Now many of those government records are online. But even more importantly, all that work done by diligent families over time is also on the internet. So if you can stretch your family a generation or two into the past, you can connect with all this work that people have already done.
That’s how I figured out in the last month or so that I am related to one of the original members of the Jamestown colony. He arrived in Virginia in 1608. As a result, history has really come alive for me and now I’m pouring over Colonial history to see what my relatives were up to in the 17th and 18th centuries.
I did much of my work on ancestry.com but just googling surnames I’ve come across a motherlode of information. Here’s one of the coolest things I’ve found, the graves of my maternal great(x6)-uncles who fought for the Rebels in the Revolution. They later settled in Illinois:
Incidentally, the website I found these pics on is pretty cool in and of itself, http://www.waymarking.com.

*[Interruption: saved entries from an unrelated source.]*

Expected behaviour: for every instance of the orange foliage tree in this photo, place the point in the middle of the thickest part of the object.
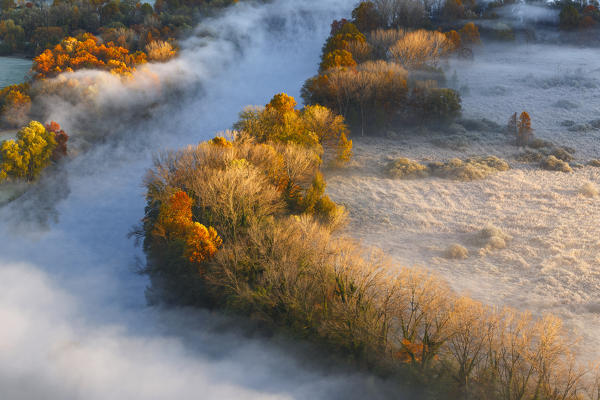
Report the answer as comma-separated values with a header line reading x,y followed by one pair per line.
x,y
175,226
73,54
61,138
15,104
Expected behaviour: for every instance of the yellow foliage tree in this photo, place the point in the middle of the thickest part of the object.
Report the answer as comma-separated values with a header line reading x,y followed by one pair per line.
x,y
315,127
28,155
175,225
73,54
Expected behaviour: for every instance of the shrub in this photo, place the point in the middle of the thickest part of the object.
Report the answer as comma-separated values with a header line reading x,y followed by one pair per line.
x,y
469,169
457,252
491,237
403,168
589,190
551,163
562,154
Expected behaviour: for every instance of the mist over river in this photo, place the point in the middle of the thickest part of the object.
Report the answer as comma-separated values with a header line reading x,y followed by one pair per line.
x,y
75,322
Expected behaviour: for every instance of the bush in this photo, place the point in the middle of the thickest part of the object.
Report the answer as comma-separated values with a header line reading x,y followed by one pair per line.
x,y
469,169
457,252
403,168
551,163
589,190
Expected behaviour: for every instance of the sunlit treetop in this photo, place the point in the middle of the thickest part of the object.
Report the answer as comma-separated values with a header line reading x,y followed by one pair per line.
x,y
73,54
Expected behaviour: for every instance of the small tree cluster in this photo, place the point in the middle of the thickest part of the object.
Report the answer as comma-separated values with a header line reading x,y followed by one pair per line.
x,y
15,104
314,127
61,138
26,157
74,54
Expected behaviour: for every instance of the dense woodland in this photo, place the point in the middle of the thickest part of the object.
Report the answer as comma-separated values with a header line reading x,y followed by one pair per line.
x,y
242,222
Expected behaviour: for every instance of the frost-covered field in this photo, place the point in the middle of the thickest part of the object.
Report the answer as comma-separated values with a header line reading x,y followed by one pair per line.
x,y
13,70
551,262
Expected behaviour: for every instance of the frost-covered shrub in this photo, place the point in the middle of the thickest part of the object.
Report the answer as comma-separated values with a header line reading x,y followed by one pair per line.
x,y
562,154
403,168
469,169
492,237
589,190
538,143
456,252
529,156
551,163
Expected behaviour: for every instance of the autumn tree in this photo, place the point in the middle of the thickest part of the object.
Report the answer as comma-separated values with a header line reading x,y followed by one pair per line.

So get out there and find out where you come from!
Here are some suggestions from a novice:
1. Compile everything you already know. Talk to your living relatives. Everyone has somebody in their family who’s already been working on the family history. I’ve got a couple in mine. Gather all these tidbits in one place. I started with an Excel spreadsheet but there is good genealogy software out there.
2. Get on familysearch.org and/or ancestry.com and see how what you already know connects with the work people have already done.
3. Now the hard work begins. Start with one branch and search, search, search. Google your family names & surnames and the names of husbands & wives, especially the oddball ones. One of my google searches uncovered a diary that describes the 1834 migration of one of my relatives from Virginia to Illinois. It’s the earliest information I have on that branch. I’ve discovered Captains, Quakers, Tories and Rebels, frontiersman, and pioneers. It’s not that just I’ve found cool relatives — whatever I found out would have been cool because this is my tribe. (There will be bad things, too. No doubt some of my relatives were slaveowners. But that’s American history, you take the awesome and inspiring with the shameful.)
I’m making great progress. I’ve nearly filled out six generations of my family tree and made it much further in several branches. But I still have a long way to go. I’ll keep you posted.